What if I used one Lithium battery?
IF Vf = 1.2V and if Vlithium = 1.45V (a compromise) then for 100 mA.
R = V / I
= (Vbat - V_LED) / 100 mA
= (1.45 - 1.2) 0.1 A = 0.25/ 0.1
= 2.5 Ohms.
There is so much uncertainty that a 2.7 Ohm or 2.2 Ohm would be OK enough. Even a 1.8 Ohm MAY suit.
A "bad" LED with high Vf would reduce the current greatly.
ADDED:
- Question: I use a RadioShack High Output Infrared LED. SPECS: Forward voltage 1.2v, forward current 100 mA, Wavelength 940nm, Radiant power output (100ma) 16mW min., viewing angle to 1/2 intensity 45 degrees. That is all they gave me. Product number 276-0143 (I cannot find a 1.2v Voltage Regulator; should I just buy this: 1.2v batteris and charger? It's only $8.)
No. You should read my answer again. The AA Alkaline will work poorly even with a 1.2V regulator with zero minimum voltage drop. The IR LED that I cited WAS ALSO rated at 1.2V BUT different parts of the data sheet showed that it MIGHT be 1.4V, 1.5V or 1.8V. IF you are only building one of these then you could use a 100 mA source to drive the LED and measure Vf_actual. Or use a NEW 1.5V battery, add a 300 Ohm resistor (270, 330 etc OK) The Alkaline battery would still be a problem. The Lithium battery MAY work depending on Vf_actual.]3
Best is 2 x Alkaline batteries + a CONSTANT CURRENT regulator.
I dislike this circuit lightly modified from here but it will probably do.
Use TWO Alkaline AA 1.5V batteries for Vcc.
Current is set by the lower transistor turning on when the voltage across R (also named Rs) reaches 1 Vbe drop. This then shunts the drive current to the upper transistor.

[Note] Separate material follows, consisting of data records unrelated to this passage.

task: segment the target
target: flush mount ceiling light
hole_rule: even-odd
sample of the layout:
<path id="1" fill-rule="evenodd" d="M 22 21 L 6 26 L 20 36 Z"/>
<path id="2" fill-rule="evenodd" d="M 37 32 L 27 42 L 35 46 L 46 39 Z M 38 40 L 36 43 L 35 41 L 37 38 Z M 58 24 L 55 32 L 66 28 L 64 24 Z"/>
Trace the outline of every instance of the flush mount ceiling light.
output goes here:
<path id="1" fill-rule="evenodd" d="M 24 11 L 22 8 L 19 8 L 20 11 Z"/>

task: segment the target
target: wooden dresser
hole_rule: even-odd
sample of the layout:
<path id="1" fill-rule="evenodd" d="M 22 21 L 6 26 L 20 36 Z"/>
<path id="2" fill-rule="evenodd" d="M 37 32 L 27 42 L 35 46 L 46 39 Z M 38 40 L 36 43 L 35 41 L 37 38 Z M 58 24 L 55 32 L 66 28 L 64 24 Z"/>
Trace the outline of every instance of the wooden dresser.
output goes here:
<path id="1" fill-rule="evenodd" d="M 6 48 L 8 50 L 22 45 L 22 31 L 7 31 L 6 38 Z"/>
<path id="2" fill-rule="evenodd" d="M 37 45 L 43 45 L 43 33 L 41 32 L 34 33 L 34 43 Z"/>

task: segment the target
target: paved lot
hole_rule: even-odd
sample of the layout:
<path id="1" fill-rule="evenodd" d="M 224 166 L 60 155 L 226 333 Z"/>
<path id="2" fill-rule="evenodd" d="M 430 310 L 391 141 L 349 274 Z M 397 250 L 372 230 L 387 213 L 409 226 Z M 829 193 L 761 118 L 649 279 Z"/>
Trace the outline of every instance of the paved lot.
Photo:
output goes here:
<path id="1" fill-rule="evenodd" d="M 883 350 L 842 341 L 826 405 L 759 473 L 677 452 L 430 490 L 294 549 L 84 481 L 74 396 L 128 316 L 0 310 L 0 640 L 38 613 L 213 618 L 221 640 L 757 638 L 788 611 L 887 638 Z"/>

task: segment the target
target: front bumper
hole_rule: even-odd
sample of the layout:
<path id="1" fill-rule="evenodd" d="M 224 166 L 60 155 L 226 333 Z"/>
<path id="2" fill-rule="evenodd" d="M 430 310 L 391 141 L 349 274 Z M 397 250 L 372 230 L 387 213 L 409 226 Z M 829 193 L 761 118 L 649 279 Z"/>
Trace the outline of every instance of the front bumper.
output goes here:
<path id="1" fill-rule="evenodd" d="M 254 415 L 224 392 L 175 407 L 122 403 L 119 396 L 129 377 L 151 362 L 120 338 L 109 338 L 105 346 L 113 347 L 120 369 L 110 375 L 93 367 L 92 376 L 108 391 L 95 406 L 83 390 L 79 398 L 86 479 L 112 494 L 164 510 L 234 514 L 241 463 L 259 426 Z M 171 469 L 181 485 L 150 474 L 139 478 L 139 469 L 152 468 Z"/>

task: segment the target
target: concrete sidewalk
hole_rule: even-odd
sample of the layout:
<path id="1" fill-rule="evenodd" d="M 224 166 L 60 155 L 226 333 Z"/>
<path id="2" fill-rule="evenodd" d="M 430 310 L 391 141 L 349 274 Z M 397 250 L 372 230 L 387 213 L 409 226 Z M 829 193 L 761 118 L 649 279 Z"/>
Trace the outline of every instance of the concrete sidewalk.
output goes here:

I've shown Rb as being from 1k to 10k. As it gets smaller the required Vbe to turn the lower transistor on will fall somewhat and the current source will (probably) improve in its constantness. Somewhat. Using 1k and Vbe = 0.6V is probably a good start.
Icc = Vbe/Rs and Rs = Icc/Vbe
So for 100 mA, Rs = 0.6/0.1 = 6 ohms. Say 5R6 or 6r8 to start.